How do I manage many different pests at the same time?

If you only had one pest, then management with biological control or any other means would be straightforward. Unfortunately, you will have to develop a biological control program to manage many different pests. There is not a biological control recipe that describes exactly which natural enemies to purchase, how many of each and when to release them. These variables will change depending on the crops you produce, time of year and particular pest species. For example, the parasitoid wasp A. colemani will attack cotton and green peach aphids but not foxglove aphids. For these you will need a different natural enemy such as the predatory fly Aphidoletes aphidimyza. This is why it is essential to know which pest species you are dealing with and why it is impossible to develop a one-size-fits-all program.

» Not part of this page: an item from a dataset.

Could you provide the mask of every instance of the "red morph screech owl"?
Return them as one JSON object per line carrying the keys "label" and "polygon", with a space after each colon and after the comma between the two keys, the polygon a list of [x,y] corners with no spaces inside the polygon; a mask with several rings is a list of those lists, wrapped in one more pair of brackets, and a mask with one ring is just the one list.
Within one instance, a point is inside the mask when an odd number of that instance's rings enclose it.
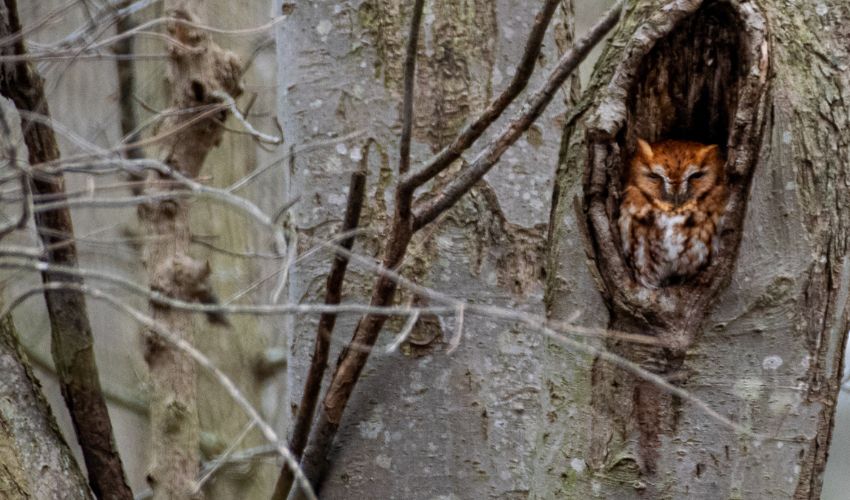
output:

How do I pull it all together with IPM?

So how do you put all this together and make a successful transition to biologically based pest management? Take a season or a year to prepare. Monitor during this time to identify the pest species you have, when they occur and in which crops. To assemble an effective natural enemy community you need to keep detailed records and know what you have. During this preparatory season look for cultural or mechanical ways to reduce the abundance and diversity of pests in your greenhouse. Fine-tune watering protocols to reduce fungus gnats and shore flies. Clear out weeds and debris from under benches that serve as food and pupation sites for pests. Anything you can do to reduce pest pressure means your biological control agents will not have to work as hard.

Develop a good relationship with a biological control supplier. They have an interest in helping you use their products correctly and effectively. With your records they should be able to help you establish an initial biological control program and to tweak it as problems occur. This is where your observations and records will be invaluable.